By Emily Refermat
In April of 1997 a New York helicopter operated by the Colgate-Palmolive Company crashed into the East River, killing one passenger and seriously injuring another. The cause was a vertical fin fatigue failure — accelerated by the improper use of blind rivets when a replacement yaw SAS mount support (originally using solid rivets) was installed. The failure left the helicopter without directional control.
Although the design of the vertical fin was susceptible to fatigue cracking, it was incorrect and conflicting information, as well as a faulty assumption, which ultimately left the mechanics of this helicopter in front of the National Transportation Safety Board.
According to the NTSB report, the mechanics working on the Colgate-Palmolive helicopter were misinformed about a specific blind rivet mentioned in AC65-9A the Airframe and Powerplant General Handbook. AC65-9 says that a bulbed CherryLock Rivet with "its proven fatigue strength makes it the only blind rivet interchangeable structurally with solid rivets."
The mechanics then assumed that a newer version of this blind rivet could be used. The NTSB found the AC65-9 statement about blind rivet to be incorrect when a representative from Eurocopter — Germany presented evidence that the blind rivets had only about half the fatigue strength as solid rivets in cyclic applications.
The mechanics also mentioned AC 43.13 -1A, but said the NAS (National Aerospace Standard) numbers were out of date.

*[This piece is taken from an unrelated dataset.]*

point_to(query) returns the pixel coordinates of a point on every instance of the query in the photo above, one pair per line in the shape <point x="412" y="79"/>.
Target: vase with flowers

The current AC 43.13-1B says "Blind rivets in the MS20600 through MS20603 series rivets and the mechanically locked stem NAS 1398, 1399, 1738, and 1739 rivets sometimes may be substituted for solid rivets. They should not be used where the looseness or failure of a few rivets will impair the airworthiness of the aircraft. Design allowables for blind rivets are specified in MIL-HDBK-5. Specific structural applications are outlined in MS33522. Nonstructural applications for such blind rivets as MS20604 and MS20605 are contained in MS33557."
There were no specific repair instructions of the yaw SAS mount support in the manufacturer's instructions or about replacing solid rivets with blind rivets. And the ACs presented conflicting information.
When in doubt, talk to the manufacturer
Steve Karno, director of marketing for Textron Aerospace Fasteners, says Textron states in its manuals and warning labels (which are available to mechanics) that blind rivets and solid rivets are not interchangeable for all applications. And while the company's manuals do provide important information on mechanical stress and related properties, the best authority for a particular fastener application is the original equipment manufacturer. “It is always prudent to follow the manufacturer’s instructions because they are the most knowledgeable concerning what rivet is required for a particular application,” says Karno. “We strongly recommend that if the manufacturer has not specified the exact type of rivet, which should be a rare occurrence, that mechanics obtain the information from the most knowledgeable source — the manufacturer.”
Although it was the CherryLock blind rivet in this incident, it's important to double-check any solid to blind rivet conversion. Err on the side of caution. The moral is don't assume you can use blind rivets, but check with the manufacturer.